Are you feeling bored in lockdown?
Updated: Feb 4, 2021

What boredom can teach us and how it can be a useful tool to boost our creativity
This time last year I wrote a blog entitled “Does Your Life Feel Like Groundhog Day”. I wrote it back when Corona was just the name of a beer and phrases like “social distancing”, “Lockdown” and “Covidiot” had yet to be invented.
I was going to refresh the original blog to make it more “Covid-relevant” (yes I did just invent a new word) but I started to dig into why we’re all fed up of being bored. And it turns out, boredom is quite an interesting topic!
So join me on my light hearted look into boredom to find out why we get bored and why it drives us crazy. Learn five “boring” facts about boredom including when it was invented. And learn a few simple ways to not only live with boredom, but to thrive on it.
If you can bothered that is….
Today - 2nd February - is officially Groundhog Day. Widely celebrated in the USA, this tradition sees a small rodent called a Groundhog ‘predict’ whether Spring will come early or late. Most of us (of a certain age) will remember the 1993 film Groundhog Day, based around a grumpy, cynical weather man (played by Bill Murray) who is assigned to cover Groundhog Day in a small American town.
To cut a long story short he’s forced to re-live the same day again and again until he learns how to be a better person.
Groundhog Day has since become an expression we use when we’re feeling stuck or bored in life. When every day feels the same, like we’re just going through the motions. Eat, sleep, work repeat…
"Like, right now in lockdown" says everyone.
Here we have a perfect storm for a boredom creating environment. We feel more bored when we feel trapped, out of control and doing tasks that are repetitive.
"I’m so bored of being bored. Because being bored is really boring" Minions
What is boredom?
According to Wikipedia, there’s no universally accepted definition of boredom. Maybe someone couldn’t be bothered to define it. We all have our own ways of being and feeling bored so maybe we don’t need it. Anyway I love to understand how everything works so here’s my attempt at unravelling this unpopular emotion.
Back to Wikipedia, boredom is described as “an emotional and occasionally psychological state experienced when an individual is left without anything in particular to do, is not interested in their surroundings, or feels that a day or period is dull or tedious”.
My summary is that feeling like there’s nothing going on externally of interest to us that we can meaningfully engage with.
There’s a common misconception that boredom is a state of apathy, but it’s actually an anxious state.
Our flooded minds are constantly looking outside ourselves for any kind of mental stimulation, like the next dopamine hit that comes from our digital devices, carefully designed to keep our attention. We are addicted to doing.

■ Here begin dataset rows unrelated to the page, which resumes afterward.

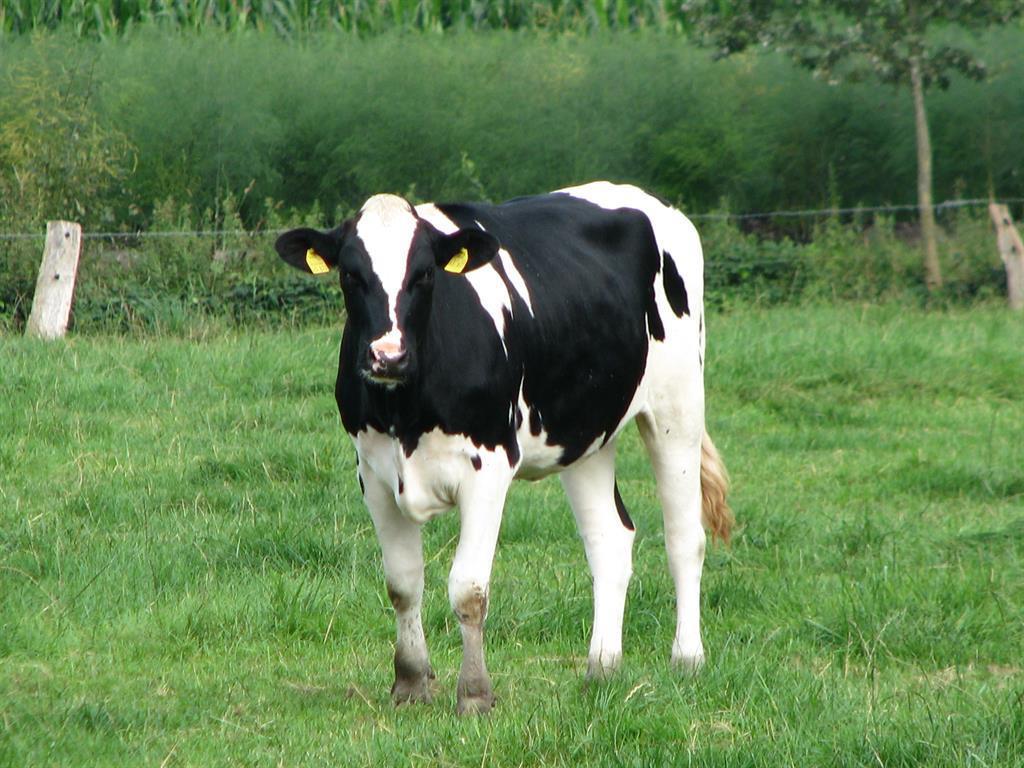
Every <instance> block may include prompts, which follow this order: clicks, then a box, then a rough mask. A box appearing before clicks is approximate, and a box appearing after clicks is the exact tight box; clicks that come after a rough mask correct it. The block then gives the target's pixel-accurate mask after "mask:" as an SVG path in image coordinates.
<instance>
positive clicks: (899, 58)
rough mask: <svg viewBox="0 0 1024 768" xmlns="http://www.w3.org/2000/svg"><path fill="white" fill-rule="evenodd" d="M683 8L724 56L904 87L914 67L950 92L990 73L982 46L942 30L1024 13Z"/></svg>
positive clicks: (777, 3)
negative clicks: (758, 56) (770, 59)
mask: <svg viewBox="0 0 1024 768" xmlns="http://www.w3.org/2000/svg"><path fill="white" fill-rule="evenodd" d="M684 8H685V10H686V12H687V14H688V15H689V16H690V17H691V18H693V19H694V20H695V24H696V27H697V29H698V30H699V31H700V32H701V33H702V34H703V35H705V36H706V37H707V38H708V40H709V41H710V42H711V43H712V44H714V45H715V46H716V48H717V49H718V51H719V53H720V54H724V55H728V54H730V53H735V52H736V51H740V50H743V49H745V48H748V47H749V46H752V45H764V46H768V47H770V48H774V49H776V50H779V51H781V52H783V53H785V54H786V55H788V56H790V57H792V58H793V59H794V60H796V61H797V62H799V63H800V65H801V66H802V67H806V68H808V69H811V70H813V71H814V72H816V73H817V74H819V75H821V76H822V77H825V78H830V77H834V76H839V75H843V76H846V77H849V78H852V79H855V80H856V79H861V78H863V77H865V76H868V75H870V76H873V77H876V78H878V79H879V80H880V81H881V82H883V83H898V84H906V83H908V82H909V80H910V70H911V66H912V65H915V66H916V67H918V68H919V69H920V71H921V78H922V82H923V84H924V86H925V87H926V88H927V87H928V86H930V85H938V86H940V87H942V88H948V87H949V84H950V82H951V81H950V73H954V72H955V73H959V74H961V75H963V76H965V77H969V78H973V79H981V78H983V77H984V75H985V72H986V68H985V62H984V60H983V58H982V57H981V55H980V54H979V52H978V51H977V48H976V47H971V46H965V45H963V44H951V42H950V40H949V39H948V37H939V36H937V35H936V32H937V31H939V30H942V29H944V28H947V27H958V28H963V29H970V30H980V29H985V28H990V27H997V26H1000V25H1006V24H1008V23H1010V22H1012V20H1014V19H1016V18H1018V17H1020V15H1021V14H1022V13H1024V4H1022V3H1021V2H1020V0H995V1H994V2H977V0H955V1H952V0H950V1H948V2H941V3H935V2H916V0H812V1H811V2H801V3H766V2H762V1H761V0H728V1H727V2H721V1H720V0H689V1H688V2H686V3H685V4H684ZM957 42H959V41H957ZM842 67H845V68H846V69H845V70H841V69H840V68H842Z"/></svg>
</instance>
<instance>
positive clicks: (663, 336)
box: [646, 283, 665, 341]
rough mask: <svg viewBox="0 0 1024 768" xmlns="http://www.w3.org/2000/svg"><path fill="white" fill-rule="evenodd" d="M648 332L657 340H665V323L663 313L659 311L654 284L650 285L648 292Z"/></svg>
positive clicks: (647, 303)
mask: <svg viewBox="0 0 1024 768" xmlns="http://www.w3.org/2000/svg"><path fill="white" fill-rule="evenodd" d="M646 313H647V332H648V333H649V334H650V338H652V339H654V340H655V341H665V324H664V323H663V322H662V313H660V312H659V311H657V298H656V297H655V295H654V284H653V283H651V285H650V292H649V293H648V294H647V307H646Z"/></svg>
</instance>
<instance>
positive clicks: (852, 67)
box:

Why do we hate being bored?
We find boredom so painful and uncomfortable we will do absolutely ANYTHING to avoid it. In fact during a scientific experiment where a group of participants were left alone in room for 15 minutes with nothing to do except push a button to give themselves an electric shock, a shocking (I know) 67% of men and 25% of women chose to push the button. They initially swore you wouldn’t be able to pay them to give themselves a shock.
So what’s behind the pain?
You are afraid of being alone with your thoughts
I know this first hand from doing therapeutic work. Most of my clients are terrified of stopping and thinking in case they feel the other emotions which they’ve been hiding from and pushing down for years.
This pandemic is causing anxiety for many obvious reasons, but I believe one of the less obvious reasons is a fear that you’re going to learn something about yourself you didn’t want to know. Like how unhappy you are with your career/partner/life in general. Or how you’ve spent so much time running around and distracting yourself with entertainment, shopping or work that you don’t actually know who you are anymore.
Cue those “who am I?” Why am I here? and “what shall I do with my life” type of thoughts.
And here’s some other interesting facts I learned about boredom.
“Boring” Fact One - Boredom was non-existent until the late 18th century
It came along about the same time as the Industrial Revolution when we got all “successful” and “productive”.
We are meaning making machines and love to feel that there is purpose and value in what we do. Historically our purpose was to survive – and this kept us really, really busy finding food, building shelter, reproducing and running away from predators.
No time for distractions. No need for a bit of downtime in front of the TV. It’s all we could do to stay alive!
And now our lives are so much “easier” we literally don’t know what to do with ourselves half the time. Everything is automated, available, and instant.
Advertisers tell us all the time what we’re lacking in, and provided we buy the thing they tell us we need we’ll be happier and more fulfilled.
Except we’re not.
We are totally over-stimulated and everything is now “on demand” so we rarely have to spend any time with nothing to watch, engage with or wait for.
Just look at what goes on in a Doctor’s waiting room. Within seconds of sitting down most people will pull their phones out and start mindlessly scrolling. I often make a conscious decision not to do that.